External tables allow you to access external files as though they were regular database tables.Used in conjunction with Greenplum’s parallel file distribution program (gpfdist), external tables provide full parallelism by utilizing the resources of all Greenplum segments when loading or unloading data. Greenplum Database also leverages the parallel architecture of the Hadoop Distributed File System to access files on that system.

Greenplum Database provides two types of external tables

1. Readable external tables for data loading

2. Writable external tables for data unloading

External tables are either file based or web based.  Either type of external table can be readable or writable. 

Readable external tables provide an easy way to perform basic extraction, transformation, and external table loading (ETL) tasks that are common in data warehousing.

External table data is read in parallel by all Greenplum Database segment instances, so large load operations are processed as quickly as possible. Once the external table is defined, you can query the data directly and in parallel using SQL commands.

You can, for example, select, join, or sort external table data. You can also create views for external tables. However, readable external tables cannot be modified. DML operations (UPDATE, INSERT, DELETE, or TRUNCATE) are not allowed.

There are two types of readable external tables – regular and web.

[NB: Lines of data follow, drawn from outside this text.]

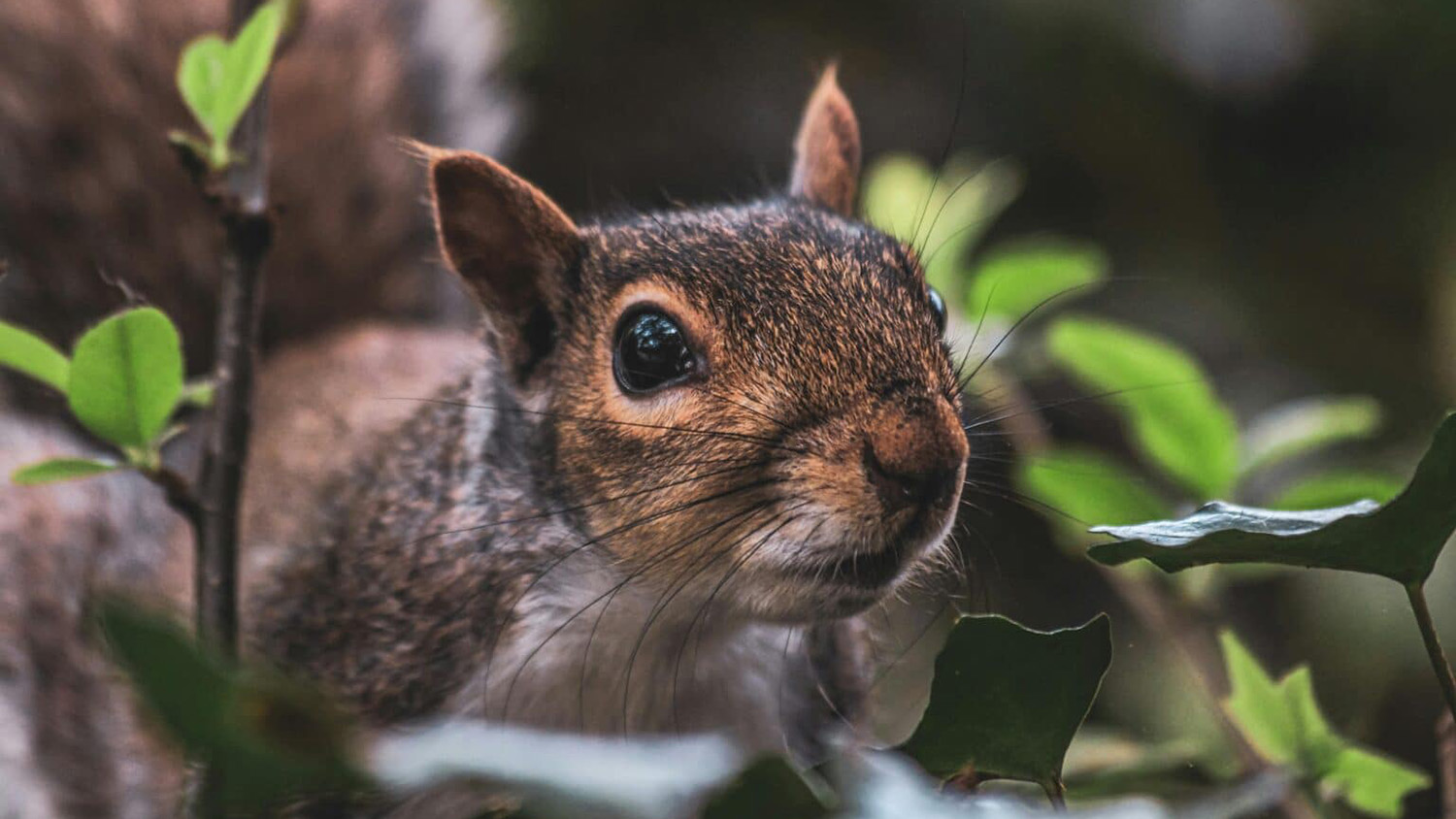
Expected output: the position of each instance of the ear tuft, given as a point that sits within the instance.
(826, 153)
(510, 244)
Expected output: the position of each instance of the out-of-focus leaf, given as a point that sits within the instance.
(1103, 763)
(1012, 281)
(1339, 487)
(200, 393)
(768, 789)
(1283, 722)
(1175, 417)
(127, 376)
(885, 786)
(1307, 425)
(897, 189)
(218, 78)
(1012, 717)
(1079, 486)
(61, 469)
(941, 214)
(559, 775)
(1400, 540)
(264, 737)
(32, 355)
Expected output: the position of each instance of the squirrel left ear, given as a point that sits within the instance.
(826, 153)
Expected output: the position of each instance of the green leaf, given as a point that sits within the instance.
(897, 189)
(941, 214)
(1339, 487)
(1079, 486)
(1400, 540)
(61, 469)
(1302, 426)
(267, 737)
(127, 376)
(1374, 783)
(768, 789)
(1012, 281)
(1013, 716)
(1164, 395)
(32, 355)
(1283, 722)
(218, 79)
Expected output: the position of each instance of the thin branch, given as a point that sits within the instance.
(248, 235)
(1446, 763)
(1171, 621)
(1433, 644)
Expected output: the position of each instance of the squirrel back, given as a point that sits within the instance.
(696, 448)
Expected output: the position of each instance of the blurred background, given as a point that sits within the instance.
(1263, 183)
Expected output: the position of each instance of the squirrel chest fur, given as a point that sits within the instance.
(701, 443)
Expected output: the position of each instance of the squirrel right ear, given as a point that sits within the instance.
(510, 244)
(826, 153)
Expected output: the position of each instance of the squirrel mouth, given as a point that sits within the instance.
(867, 569)
(876, 571)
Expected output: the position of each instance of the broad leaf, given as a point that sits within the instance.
(1007, 700)
(61, 469)
(1307, 425)
(1283, 722)
(218, 78)
(1012, 281)
(1400, 540)
(1339, 487)
(768, 789)
(264, 737)
(125, 377)
(558, 775)
(1076, 487)
(1175, 417)
(32, 355)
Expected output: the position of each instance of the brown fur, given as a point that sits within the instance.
(399, 579)
(818, 343)
(827, 148)
(90, 191)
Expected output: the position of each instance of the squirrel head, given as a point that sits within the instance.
(750, 404)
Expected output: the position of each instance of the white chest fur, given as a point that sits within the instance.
(588, 658)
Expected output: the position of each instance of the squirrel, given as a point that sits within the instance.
(696, 446)
(658, 493)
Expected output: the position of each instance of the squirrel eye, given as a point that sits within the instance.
(938, 309)
(651, 352)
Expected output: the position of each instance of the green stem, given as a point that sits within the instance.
(1433, 644)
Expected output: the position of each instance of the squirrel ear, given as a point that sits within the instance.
(826, 153)
(510, 244)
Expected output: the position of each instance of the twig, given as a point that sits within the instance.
(1433, 644)
(244, 212)
(1170, 621)
(1446, 764)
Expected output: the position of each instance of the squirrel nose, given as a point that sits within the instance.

The main difference between regular external tables and web external tables are their data sources. Regular external tables access static flat files, while web external tables access dynamic data sources – either on a web server with the http:// protocol or by executing OS commands or scripts.

When a query is planned using a regular external table, the external table is considered rescannable since the data is static for the course of the query. For web external tables, the data is not rescannable because there is the possibility that the data could change during the course of the execution of the query.

Writable external tables are used to select rows from other database tables and output the rows to files, named pipes, or to other executable programs. For example, you could unload data from Greenplum Database and send it to an executable that connects to another database or ETL tool to load the data elsewhere. Writable external tables can also be used as output targets for Greenplum parallel MapReduce calculations.

Once a writable external table is defined, data can be selected from database tables and inserted into the writable external table. Writable external tables only allow INSERT operations – SELECT, UPDATE, DELETE, or TRUNCATE are not allowed.Writable web external tables output data to an executable program that can accept an input stream of data.

Using gpload

gpload is a data loading utility that acts as an interface to Greenplum’s external table parallel loading feature. Using a load specification defined in a YAML formatted control file, gpload executes a load by invoking the Greenplum parallel file server program (gpfdist), creating an external table definition based on the source data defined, and executing an INSERT, UPDATE or MERGE operation to load the source data into the target table in the database.

Using  COPY

Greenplum Database also offers the standard PostgreSQL COPY command for loading and unloading data. COPY is a non-parallel load/unload mechanism, meaning that data is loaded/unloaded in a single process via the Greenplum master instance. In cases where a small amount of data is involved, COPY offers a simple way to move data into or out of the database in a single transaction, without the administrative overhead of setting up an external table.